Comment by ear7h

6 hours ago

> At least it is a lot more realistic than silly 3D animation approach used in many previous movies (e.g. "hacking the Gibson" on Hackers, or the much worse portrayals on Swordfish)

One of the things I love about Hackers is that it portrays the feeling of hacking and programming to someone who might not have done it. Yea I think a lot of people have the green text hackerman image when they think about hacking but it hardly conveys what's happening inside the head of the hacker, it's just something cryptic magic that solves a problem and advances the plot. In Hackers, the Gibson is a space, somepeople live there and oversee it, other's have to transport themselves (there's a montage with fast shots of a subway, then computer circuit boards, then the "buildings" of the gibson that work really well imo). Not every film has to convey all of this but I really appreciate that Hackers does.

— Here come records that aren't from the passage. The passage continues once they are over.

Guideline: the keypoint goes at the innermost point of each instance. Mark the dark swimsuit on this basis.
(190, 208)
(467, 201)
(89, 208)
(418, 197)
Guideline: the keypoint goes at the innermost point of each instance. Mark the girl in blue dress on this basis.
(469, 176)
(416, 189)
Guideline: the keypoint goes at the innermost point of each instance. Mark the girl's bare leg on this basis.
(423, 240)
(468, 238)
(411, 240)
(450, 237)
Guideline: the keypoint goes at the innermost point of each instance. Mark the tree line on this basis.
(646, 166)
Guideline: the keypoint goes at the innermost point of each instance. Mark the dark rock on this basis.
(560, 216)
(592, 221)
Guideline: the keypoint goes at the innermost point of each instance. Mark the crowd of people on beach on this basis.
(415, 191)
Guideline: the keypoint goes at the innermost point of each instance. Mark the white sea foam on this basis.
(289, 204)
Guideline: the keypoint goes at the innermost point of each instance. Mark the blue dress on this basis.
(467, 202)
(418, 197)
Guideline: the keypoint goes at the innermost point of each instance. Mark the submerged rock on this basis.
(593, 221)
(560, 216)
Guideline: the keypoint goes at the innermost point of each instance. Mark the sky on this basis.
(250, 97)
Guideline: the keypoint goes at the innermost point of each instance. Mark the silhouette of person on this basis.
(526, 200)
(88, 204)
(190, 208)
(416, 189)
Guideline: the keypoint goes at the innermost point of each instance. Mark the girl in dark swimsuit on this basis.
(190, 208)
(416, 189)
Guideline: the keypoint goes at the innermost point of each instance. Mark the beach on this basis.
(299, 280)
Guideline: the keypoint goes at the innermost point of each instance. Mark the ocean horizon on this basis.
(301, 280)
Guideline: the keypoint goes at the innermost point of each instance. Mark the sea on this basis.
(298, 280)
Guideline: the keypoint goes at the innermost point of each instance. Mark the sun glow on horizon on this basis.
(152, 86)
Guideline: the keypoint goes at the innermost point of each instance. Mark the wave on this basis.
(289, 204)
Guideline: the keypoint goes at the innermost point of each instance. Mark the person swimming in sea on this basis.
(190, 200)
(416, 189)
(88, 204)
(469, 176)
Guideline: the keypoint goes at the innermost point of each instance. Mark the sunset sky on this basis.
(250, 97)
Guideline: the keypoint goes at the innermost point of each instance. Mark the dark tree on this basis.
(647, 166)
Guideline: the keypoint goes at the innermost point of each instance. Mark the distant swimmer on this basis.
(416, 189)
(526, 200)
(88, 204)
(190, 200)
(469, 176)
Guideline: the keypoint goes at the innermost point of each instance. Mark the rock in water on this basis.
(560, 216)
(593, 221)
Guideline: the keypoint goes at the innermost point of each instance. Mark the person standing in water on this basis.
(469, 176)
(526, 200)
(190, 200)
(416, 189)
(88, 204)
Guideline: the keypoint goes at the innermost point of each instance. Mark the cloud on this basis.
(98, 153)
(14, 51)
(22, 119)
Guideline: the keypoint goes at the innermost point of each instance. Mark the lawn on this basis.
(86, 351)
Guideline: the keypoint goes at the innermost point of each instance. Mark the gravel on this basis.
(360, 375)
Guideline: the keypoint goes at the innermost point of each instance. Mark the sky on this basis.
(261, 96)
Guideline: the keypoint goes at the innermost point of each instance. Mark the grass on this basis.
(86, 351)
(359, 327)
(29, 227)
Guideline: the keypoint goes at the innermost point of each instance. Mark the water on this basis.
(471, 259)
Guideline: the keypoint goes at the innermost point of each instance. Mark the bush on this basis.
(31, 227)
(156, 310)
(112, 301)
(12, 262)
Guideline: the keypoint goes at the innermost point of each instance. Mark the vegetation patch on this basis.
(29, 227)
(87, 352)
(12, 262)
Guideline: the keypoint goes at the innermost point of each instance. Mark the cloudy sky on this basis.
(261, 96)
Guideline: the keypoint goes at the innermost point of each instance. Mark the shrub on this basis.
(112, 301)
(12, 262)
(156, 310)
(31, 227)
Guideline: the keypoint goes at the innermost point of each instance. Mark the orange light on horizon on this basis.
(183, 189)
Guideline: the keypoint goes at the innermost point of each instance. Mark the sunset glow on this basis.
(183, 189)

> but it hardly conveys what's happening inside the head of the hacker

Mr Robot is another great one at that. It has layers of trippy stuff, but the hacking stuff is both real-ish and pretty well explained by the main character's monologues.

One of the odd things about Hackers is how it created a cultural feedback loop. When it came out, the style it showed was pretty weird and kind of campy, but I think it got integrated into actual hacker culture over time (e.g. visible in hacker spaces, conferences, online culture etc), and because of that today the movie as a whole seems less weird than originally.

I mean, it was a solid interpretation of cyberspace as envisioned by one W. Gibson (the name of the system not being a coincidence, obviously). As it was meant to be. You (hopefully) wouldn't see boring nmap terminals in a hypothetical Neuromancer filmization, either!